Vu la procédure suivante :
Procédure contentieuse antérieure :
La société E... ARCHITECTES a demandé au Tribunal administratif de Versailles de condamner le centre hospitalier d'Orsay à lui payer les sommes de 100 903,50 euros hors taxe (HT) au titre des prestations supplémentaires résultant des modifications de programme et des travaux supplémentaires décidés par le centre hospitalier d'Orsay, de 123 381,80 euros HT au titre des prestations supplémentaires indispensables à la réalisation de l'ouvrage dans les règles de l'art et de 283 842,13 euros HT au titre de l'allongement des délais d'exécution, et ce avec intérêts moratoires et capitalisation des intérêts.

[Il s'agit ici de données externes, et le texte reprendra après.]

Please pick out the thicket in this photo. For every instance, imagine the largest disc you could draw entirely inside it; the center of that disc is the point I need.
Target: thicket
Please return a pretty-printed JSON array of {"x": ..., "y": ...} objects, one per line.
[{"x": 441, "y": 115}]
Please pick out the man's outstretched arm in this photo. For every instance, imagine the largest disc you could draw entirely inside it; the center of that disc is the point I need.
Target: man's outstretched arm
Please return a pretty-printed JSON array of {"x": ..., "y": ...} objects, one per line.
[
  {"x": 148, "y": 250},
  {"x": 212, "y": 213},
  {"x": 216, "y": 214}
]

Par un jugement n° 1102556 du 24 janvier 2017, le Tribunal administratif de Versailles a rejeté sa demande et a mis les frais d'expertise à la charge de la société E... ARCHITECTES à hauteur de 70 % et du centre hospitalier d'Orsay à hauteur de 30 %.

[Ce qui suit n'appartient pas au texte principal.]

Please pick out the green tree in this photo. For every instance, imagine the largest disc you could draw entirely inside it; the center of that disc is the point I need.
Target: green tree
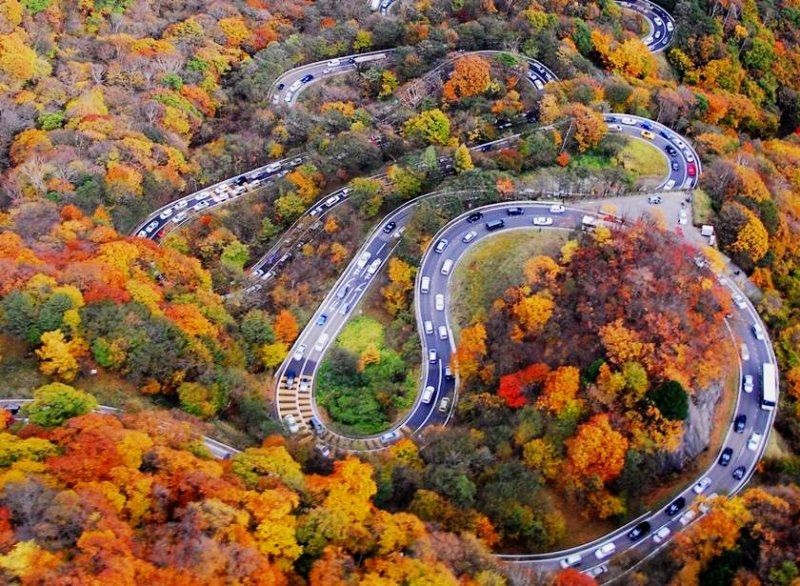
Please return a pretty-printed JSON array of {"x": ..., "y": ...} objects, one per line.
[
  {"x": 53, "y": 404},
  {"x": 671, "y": 399},
  {"x": 431, "y": 126}
]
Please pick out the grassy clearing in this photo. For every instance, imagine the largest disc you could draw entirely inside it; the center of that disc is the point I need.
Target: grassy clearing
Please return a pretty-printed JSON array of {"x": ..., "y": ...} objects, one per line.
[
  {"x": 643, "y": 159},
  {"x": 360, "y": 333},
  {"x": 701, "y": 208},
  {"x": 490, "y": 268}
]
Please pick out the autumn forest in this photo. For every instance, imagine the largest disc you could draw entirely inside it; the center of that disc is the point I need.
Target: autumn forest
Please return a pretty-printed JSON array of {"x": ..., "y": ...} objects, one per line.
[{"x": 584, "y": 358}]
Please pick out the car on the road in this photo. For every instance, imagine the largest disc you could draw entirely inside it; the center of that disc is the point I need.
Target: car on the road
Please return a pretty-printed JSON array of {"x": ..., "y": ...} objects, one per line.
[
  {"x": 389, "y": 437},
  {"x": 639, "y": 531},
  {"x": 374, "y": 266},
  {"x": 363, "y": 260},
  {"x": 701, "y": 485},
  {"x": 740, "y": 423},
  {"x": 605, "y": 550},
  {"x": 675, "y": 506},
  {"x": 739, "y": 301},
  {"x": 596, "y": 571},
  {"x": 688, "y": 517},
  {"x": 725, "y": 457},
  {"x": 571, "y": 561},
  {"x": 661, "y": 535},
  {"x": 291, "y": 423}
]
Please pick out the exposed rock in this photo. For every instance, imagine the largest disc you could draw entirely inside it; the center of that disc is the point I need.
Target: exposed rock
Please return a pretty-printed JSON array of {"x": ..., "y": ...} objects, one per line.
[{"x": 696, "y": 429}]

Procédure devant la Cour :
Par une requête sommaire et deux mémoires, enregistrés respectivement les 23 mars 2017, 7 juillet 2017 et 18 octobre 2019, la société E... ARCHITECTES, représenté par Me C... et Me A..., avocat[YC1]s, demande à la Cour :
1° d'annuler ce jugement ;
2° de condamner le centre hospitalier d'Orsay à lui payer les sommes de 100 903,50 euros HT au titre des prestations supplémentaires résultant des modifications de programme et des travaux supplémentaires décidés par le centre hospitalier d'Orsay, de 123 381,80 euros HT au titre des prestations supplémentaires indispensables à la réalisation de l'ouvrage dans les règles de l'art et de 283 842,13 euros HT au titre de l'allongement des délais d'exécution, et ce avec intérêts moratoires et capitalisation des intérêts ;
3° de mettre à la charge du centre hospitaliser d'Orsay une somme de 3 000 euros en application de l'article L. 761-1 du code de justice administrative.
Elle soutient que :
- le protocole transactionnel signé le 27 octobre 2008 ne recouvre pas les postes figurant dans son mémoire en réclamation du 26 mai 2010 ; les chefs d'indemnité qu'elle sollicite n'ont donc pas déjà donné lieu à indemnisation ;
- contrairement à ce qu'a retenu le tribunal, elle a produit sa réclamation du 23 janvier 2007 ;
- elle a subi un préjudice important dû à l'allongement du chantier et les prestations supplémentaires qu'elle a dû fournir ; le caractère nécessaire et indispensable des prestations n'a jamais été contesté par le centre hospitalier d'Orsay ; ces prestations supplémentaires ont bouleversé l'économie du contrat ;
- le tribunal ne pouvait, sans se contredire, à la fois mettre à la charge du centre hospitalier d'Orsay 30 % des frais d'expertise et rejeter l'ensemble de ses demandes.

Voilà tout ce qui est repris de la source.